DIRTY PROJECTORS

Rise Above CD

Betrachtet man David Longstreth aus Brooklyn mal aus einem rein künstlerischen Blickwinkel, so muss dieser Kerl verdammt nochmal ein Genie oder total wahnsinnig sein. Da Genie und Wahnsinn bekanntlich nah aneinander zu liegen kommen, wird man nach diesem Hörgenuss also getrost beides annehmen können.

"Rise Above" erinnert nicht nur an den ersten Songtitel des legendären BLACK FLAG-Albums "Damaged" - als vom Künstler ausgewiesenes Konzeptalbum ist "Rise Above" sozusagen die Reinkarnation des Hardcore-Klassikers aus dem Jahre 1981, allerdings ohne diesem in irgendeiner Weise stilistisch auch nur nahe zu kommen.

David hat sich dieses BLACK FLACK-Album weder kurz vorher angehört noch dessen Texte gelesen.

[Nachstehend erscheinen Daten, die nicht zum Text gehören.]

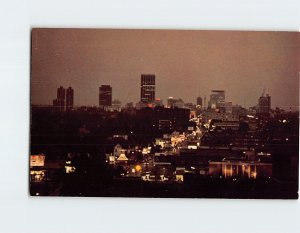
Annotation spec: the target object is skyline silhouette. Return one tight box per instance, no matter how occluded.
[31,29,299,110]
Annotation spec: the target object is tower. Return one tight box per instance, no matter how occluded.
[66,87,74,111]
[99,85,112,110]
[141,74,155,103]
[53,86,66,111]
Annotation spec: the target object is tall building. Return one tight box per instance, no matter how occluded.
[111,100,122,112]
[53,86,66,111]
[209,90,225,110]
[66,87,74,111]
[99,85,112,109]
[197,96,203,107]
[141,74,155,103]
[258,94,271,114]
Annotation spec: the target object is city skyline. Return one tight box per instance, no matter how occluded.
[31,29,299,110]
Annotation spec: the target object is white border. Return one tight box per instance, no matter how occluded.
[0,0,300,233]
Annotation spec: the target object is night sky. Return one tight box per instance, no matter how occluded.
[31,29,300,110]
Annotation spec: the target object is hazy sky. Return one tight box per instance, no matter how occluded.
[31,29,300,109]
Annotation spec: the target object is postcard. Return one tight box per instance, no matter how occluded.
[28,28,300,199]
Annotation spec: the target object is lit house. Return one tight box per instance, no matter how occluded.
[209,159,273,179]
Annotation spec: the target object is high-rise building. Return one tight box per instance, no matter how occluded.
[258,94,271,114]
[66,87,74,111]
[111,100,122,112]
[209,90,225,110]
[141,74,155,103]
[197,96,203,107]
[53,86,66,111]
[99,85,112,109]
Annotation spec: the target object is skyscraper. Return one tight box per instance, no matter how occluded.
[53,86,66,111]
[99,85,112,110]
[258,94,271,114]
[209,90,225,110]
[66,87,74,111]
[197,96,202,107]
[141,74,155,103]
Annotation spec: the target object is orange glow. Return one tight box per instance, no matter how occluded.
[135,165,142,172]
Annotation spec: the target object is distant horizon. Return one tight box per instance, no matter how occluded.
[31,29,299,110]
[31,84,288,111]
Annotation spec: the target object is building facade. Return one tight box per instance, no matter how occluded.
[66,87,74,111]
[141,74,155,103]
[258,94,271,114]
[53,86,66,111]
[209,90,225,110]
[99,85,112,110]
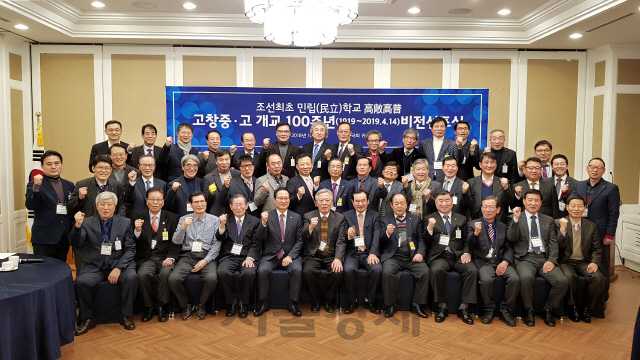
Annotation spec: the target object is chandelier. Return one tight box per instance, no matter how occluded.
[244,0,358,46]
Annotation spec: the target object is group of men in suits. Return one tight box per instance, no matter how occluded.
[26,117,619,334]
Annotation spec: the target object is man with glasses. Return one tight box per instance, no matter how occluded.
[260,121,302,178]
[571,158,621,308]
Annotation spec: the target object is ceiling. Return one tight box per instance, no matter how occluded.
[0,0,640,49]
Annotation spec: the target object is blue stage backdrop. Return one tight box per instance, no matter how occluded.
[166,86,489,151]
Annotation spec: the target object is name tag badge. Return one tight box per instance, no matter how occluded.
[100,243,111,256]
[231,244,242,255]
[191,240,202,252]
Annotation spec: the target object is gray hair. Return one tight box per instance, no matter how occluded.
[316,189,333,203]
[309,120,329,139]
[96,191,118,205]
[180,154,200,166]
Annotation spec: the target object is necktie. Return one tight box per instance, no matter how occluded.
[531,215,540,254]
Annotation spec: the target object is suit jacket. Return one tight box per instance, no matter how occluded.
[216,214,267,263]
[131,209,180,264]
[260,209,303,262]
[89,140,130,173]
[420,137,458,183]
[130,145,165,179]
[302,140,338,181]
[25,176,75,244]
[302,209,347,262]
[380,214,426,262]
[67,177,133,217]
[507,210,558,266]
[351,175,388,212]
[507,178,561,219]
[571,179,621,241]
[467,175,512,224]
[124,177,168,218]
[422,212,471,264]
[333,140,364,180]
[457,140,480,181]
[69,216,136,274]
[554,216,602,266]
[204,169,242,216]
[467,218,513,269]
[318,179,356,215]
[260,141,302,178]
[164,175,204,217]
[343,209,380,257]
[253,172,289,211]
[156,144,198,184]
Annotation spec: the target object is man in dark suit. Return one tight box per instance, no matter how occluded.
[253,188,303,317]
[89,120,135,172]
[571,158,621,305]
[318,158,355,214]
[218,194,266,318]
[158,123,199,184]
[132,188,180,322]
[165,155,208,217]
[555,195,605,323]
[453,120,480,181]
[129,124,164,179]
[204,149,241,216]
[69,193,138,336]
[507,157,560,219]
[420,116,458,183]
[260,122,302,178]
[302,121,337,181]
[467,152,512,224]
[227,155,260,218]
[25,150,73,262]
[467,197,520,326]
[476,130,520,184]
[302,189,347,313]
[287,153,320,216]
[351,158,387,212]
[380,194,429,318]
[333,122,364,180]
[507,189,569,327]
[380,129,425,181]
[343,190,382,315]
[231,132,267,177]
[423,190,478,325]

Die kunstvoll abstrahierte Nachmodellierung konstruierte er allein aus Erinnerungen seiner Jugendtage.

Bemüht man die Distanz zwischen Erde und Mond als Vergleich, so wirken der gute Heimatplanet und sein Trabant wie siamesische Zwillinge, im Gegensatz zu "Rise Above" und "Damaged". Gemäß des Bandnamens wirken die Songs zerrissen, wie eine Bildprojektion, die eine schmierige, zersprungene Projektionslinse in tausend Stücke zerhackt und in allen Regenbogenfarben leuchtend an eine Rauhputzwand wirft.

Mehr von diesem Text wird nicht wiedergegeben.